1,453 posts, read 2,187,478 times
Reputation: 1740
Quote:
Originally Posted by Northern Maine Land Man View Post
"Clearcutting" and polluting have been illegal in Maine for many years. That's a good thing. There is not much paving going on either, except for skinny coats on popular roads just before tourist season. Don't want a new road through your property? Don't build one or don't sell for one. It isn't any more complicated than that.

There is no map available because there has been very little land sold. If we just listen, the environmental industry tells us what they want.
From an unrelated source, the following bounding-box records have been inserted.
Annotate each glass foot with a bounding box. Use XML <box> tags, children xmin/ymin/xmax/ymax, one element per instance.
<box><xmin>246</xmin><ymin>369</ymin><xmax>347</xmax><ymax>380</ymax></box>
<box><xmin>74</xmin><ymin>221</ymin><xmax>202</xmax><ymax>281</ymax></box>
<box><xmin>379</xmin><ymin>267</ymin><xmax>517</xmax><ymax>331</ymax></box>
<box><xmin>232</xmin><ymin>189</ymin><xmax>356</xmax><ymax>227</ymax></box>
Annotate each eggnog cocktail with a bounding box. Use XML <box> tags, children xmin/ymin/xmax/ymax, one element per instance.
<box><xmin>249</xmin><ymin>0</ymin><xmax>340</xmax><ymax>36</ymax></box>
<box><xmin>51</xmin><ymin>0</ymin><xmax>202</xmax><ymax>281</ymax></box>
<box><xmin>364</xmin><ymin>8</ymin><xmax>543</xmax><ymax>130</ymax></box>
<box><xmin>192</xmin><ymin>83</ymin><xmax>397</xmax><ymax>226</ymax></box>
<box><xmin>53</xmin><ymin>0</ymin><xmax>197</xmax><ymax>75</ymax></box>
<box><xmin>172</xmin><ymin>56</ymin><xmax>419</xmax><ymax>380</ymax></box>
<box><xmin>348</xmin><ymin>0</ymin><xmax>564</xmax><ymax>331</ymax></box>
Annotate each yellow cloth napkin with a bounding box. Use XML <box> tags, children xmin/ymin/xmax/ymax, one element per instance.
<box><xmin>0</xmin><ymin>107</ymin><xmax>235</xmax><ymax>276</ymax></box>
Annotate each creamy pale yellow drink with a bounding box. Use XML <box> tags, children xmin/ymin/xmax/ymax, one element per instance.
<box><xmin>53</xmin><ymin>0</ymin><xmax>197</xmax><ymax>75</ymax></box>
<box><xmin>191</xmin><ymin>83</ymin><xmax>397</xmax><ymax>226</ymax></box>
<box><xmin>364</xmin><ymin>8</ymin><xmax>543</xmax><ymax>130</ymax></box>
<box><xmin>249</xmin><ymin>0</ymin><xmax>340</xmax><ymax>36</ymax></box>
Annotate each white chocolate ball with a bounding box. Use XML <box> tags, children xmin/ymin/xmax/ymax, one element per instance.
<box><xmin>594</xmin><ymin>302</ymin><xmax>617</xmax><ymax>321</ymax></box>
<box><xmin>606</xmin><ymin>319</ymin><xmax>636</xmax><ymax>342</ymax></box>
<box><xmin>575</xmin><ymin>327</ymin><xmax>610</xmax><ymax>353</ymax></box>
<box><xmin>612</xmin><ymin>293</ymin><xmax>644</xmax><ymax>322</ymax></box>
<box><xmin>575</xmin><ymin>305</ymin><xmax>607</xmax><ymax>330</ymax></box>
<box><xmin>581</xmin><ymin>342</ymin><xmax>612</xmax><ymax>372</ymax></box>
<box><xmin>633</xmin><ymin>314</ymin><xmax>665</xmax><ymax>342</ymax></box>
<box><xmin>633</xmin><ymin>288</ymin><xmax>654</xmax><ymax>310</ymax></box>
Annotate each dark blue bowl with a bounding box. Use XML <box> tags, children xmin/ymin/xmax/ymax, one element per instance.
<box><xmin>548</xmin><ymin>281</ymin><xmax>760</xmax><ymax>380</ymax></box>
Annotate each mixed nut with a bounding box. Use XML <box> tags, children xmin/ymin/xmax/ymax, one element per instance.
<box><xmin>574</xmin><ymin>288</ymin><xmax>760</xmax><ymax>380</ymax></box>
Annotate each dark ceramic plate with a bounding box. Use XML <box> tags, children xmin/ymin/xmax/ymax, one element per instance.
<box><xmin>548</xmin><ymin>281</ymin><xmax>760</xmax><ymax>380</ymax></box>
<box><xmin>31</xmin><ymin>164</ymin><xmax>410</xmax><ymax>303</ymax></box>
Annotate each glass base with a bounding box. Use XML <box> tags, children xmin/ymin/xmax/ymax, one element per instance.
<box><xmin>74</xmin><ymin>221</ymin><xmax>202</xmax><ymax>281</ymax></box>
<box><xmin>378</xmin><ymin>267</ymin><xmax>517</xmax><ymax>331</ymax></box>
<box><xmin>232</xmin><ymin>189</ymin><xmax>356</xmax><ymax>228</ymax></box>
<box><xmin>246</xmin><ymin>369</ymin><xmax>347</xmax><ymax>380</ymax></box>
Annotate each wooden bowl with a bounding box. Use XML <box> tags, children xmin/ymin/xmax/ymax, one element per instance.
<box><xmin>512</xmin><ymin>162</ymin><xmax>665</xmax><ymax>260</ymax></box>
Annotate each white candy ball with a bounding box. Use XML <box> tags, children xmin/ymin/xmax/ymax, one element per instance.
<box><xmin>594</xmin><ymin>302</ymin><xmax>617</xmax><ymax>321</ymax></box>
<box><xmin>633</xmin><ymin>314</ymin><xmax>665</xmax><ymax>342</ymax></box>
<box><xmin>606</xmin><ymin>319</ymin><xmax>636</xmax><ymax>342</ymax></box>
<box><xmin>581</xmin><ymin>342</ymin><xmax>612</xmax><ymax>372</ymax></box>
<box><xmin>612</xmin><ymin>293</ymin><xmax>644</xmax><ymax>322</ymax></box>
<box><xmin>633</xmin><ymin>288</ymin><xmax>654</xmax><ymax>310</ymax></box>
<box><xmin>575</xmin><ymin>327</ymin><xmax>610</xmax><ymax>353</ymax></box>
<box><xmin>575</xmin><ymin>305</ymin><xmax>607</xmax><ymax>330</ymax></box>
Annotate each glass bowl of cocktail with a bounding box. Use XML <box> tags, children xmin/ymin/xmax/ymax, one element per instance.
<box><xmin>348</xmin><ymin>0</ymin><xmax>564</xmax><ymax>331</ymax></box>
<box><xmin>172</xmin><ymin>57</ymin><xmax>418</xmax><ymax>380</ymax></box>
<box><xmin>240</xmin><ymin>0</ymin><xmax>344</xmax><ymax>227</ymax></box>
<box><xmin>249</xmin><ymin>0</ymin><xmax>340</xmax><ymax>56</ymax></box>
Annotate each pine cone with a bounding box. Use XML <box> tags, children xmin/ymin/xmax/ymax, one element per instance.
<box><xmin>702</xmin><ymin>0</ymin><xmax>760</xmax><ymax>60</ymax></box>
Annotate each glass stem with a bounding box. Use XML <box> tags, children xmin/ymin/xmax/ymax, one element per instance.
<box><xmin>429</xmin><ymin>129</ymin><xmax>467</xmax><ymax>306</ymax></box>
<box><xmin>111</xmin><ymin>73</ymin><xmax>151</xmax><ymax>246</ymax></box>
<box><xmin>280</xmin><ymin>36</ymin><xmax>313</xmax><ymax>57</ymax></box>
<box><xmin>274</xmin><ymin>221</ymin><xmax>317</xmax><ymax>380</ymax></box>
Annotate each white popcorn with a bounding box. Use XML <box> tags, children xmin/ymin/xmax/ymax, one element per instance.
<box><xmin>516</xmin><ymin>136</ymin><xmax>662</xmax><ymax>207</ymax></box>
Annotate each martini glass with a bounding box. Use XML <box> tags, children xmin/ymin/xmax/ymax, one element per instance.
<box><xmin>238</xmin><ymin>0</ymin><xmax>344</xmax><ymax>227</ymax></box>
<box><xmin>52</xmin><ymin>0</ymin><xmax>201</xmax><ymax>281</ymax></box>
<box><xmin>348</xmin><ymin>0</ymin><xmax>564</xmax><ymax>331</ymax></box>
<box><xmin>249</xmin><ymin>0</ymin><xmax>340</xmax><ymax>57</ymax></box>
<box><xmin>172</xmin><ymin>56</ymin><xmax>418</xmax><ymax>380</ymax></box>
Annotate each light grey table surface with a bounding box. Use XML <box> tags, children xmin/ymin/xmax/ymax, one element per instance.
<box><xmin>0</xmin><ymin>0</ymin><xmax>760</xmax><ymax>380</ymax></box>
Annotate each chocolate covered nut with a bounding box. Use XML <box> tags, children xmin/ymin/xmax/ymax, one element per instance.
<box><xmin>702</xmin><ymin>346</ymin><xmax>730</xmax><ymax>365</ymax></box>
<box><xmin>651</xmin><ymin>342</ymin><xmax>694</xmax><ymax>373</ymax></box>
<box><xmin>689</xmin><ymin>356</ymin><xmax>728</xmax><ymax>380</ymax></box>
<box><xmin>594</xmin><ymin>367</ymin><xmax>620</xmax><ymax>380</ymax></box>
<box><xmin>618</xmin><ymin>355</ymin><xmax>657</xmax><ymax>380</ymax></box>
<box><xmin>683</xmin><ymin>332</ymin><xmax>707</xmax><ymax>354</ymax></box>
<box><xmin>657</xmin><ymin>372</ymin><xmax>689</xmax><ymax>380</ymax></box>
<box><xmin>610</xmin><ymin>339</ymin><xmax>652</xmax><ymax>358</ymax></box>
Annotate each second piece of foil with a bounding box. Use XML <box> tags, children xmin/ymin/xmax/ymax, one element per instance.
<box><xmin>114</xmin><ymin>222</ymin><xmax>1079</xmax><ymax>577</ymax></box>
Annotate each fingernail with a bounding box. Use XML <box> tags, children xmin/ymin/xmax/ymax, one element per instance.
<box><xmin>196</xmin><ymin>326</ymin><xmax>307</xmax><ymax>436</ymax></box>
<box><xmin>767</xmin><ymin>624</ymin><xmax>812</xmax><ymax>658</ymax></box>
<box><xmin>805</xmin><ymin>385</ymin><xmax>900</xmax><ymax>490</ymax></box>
"Isn't the only hope for the planet that the industrialized civilizations collapse? Isn't it our responsibility to bring that about?"
Maurice Strong, Head of the 1992 Earth Summit in Rio de Janeiro

“Economic growth is not the cure, it is the disease.”
Maurice Strong
"Clearcut and pave" was a term we used at Scott Paper. Knock-down, total devastation, take it all biomass harvesting designed to maximize annual profits, with no factual basis in assuming spruce-fir would grow back in any reasonable amount of rotation. It does grow back, but not before being choked out by gray birch, pople, raspberries, alders and other "weed" species, which have to be knocked back with 2-4-D (well, back in the late '60's it was 2-4-5-T, better known as Agent Orange, which is now illegal to use in the U.S.). Your "paper company land managers" only focus was annual profit, not water quality, future forests or multiple use. Without the shoreland zoning you disdain, all the rivers and lakes would be clearcut up to the shores.

Now, as to "Don't want a road through your property" I'm calling shenanigans once again (hey, I'm 60 and I occasionally watched South Park with the kids - shenanigans meaning complete and utter bull****) because the State will step in, given the mensa candidate now occupying the Blaine House, and use eminent domain premised on the New London (CT) supreme court case that says they might be able to get away with stealing people's property for private benefit - something people in your camp are supposed to despise. Vigue says WE (Cianbro) won't use eminent domain, but I'll bet everything is all teed up for the State to attempt to use it.

Clearcut and pave, babeeee - as long as it benefits the chosen few - then the chosen few can make a few more billion by selling it to China. Would that - lemme get the calculator (I'll use average width of 750 feet, 220 miles) ahh yes, exactly 20,000 acres, all become soverign Chinese land? You do understand that if it's PRIVATE, they can keep you out, right? Who taught you the songs you sing, anyway? Beck and Limbaugh? You bought the party line, designed to make you overlook things you might normally, given political proclivity, squawk about hook line and sinker, didn't you? There's some seriously expert people manipulating public opinion behind the scenes, and billions a year spent doing it in pursuit of the almighty dollar. They've even convinced you there's an "environmental industry", an interesting coinage clearly intended to engender disdain. Spit the hook, boy, before it's too late. Those of us that like the middle of the road are getting screwed by big money.

Last edited by Maineac; 05-31-2014 at 08:51 AM..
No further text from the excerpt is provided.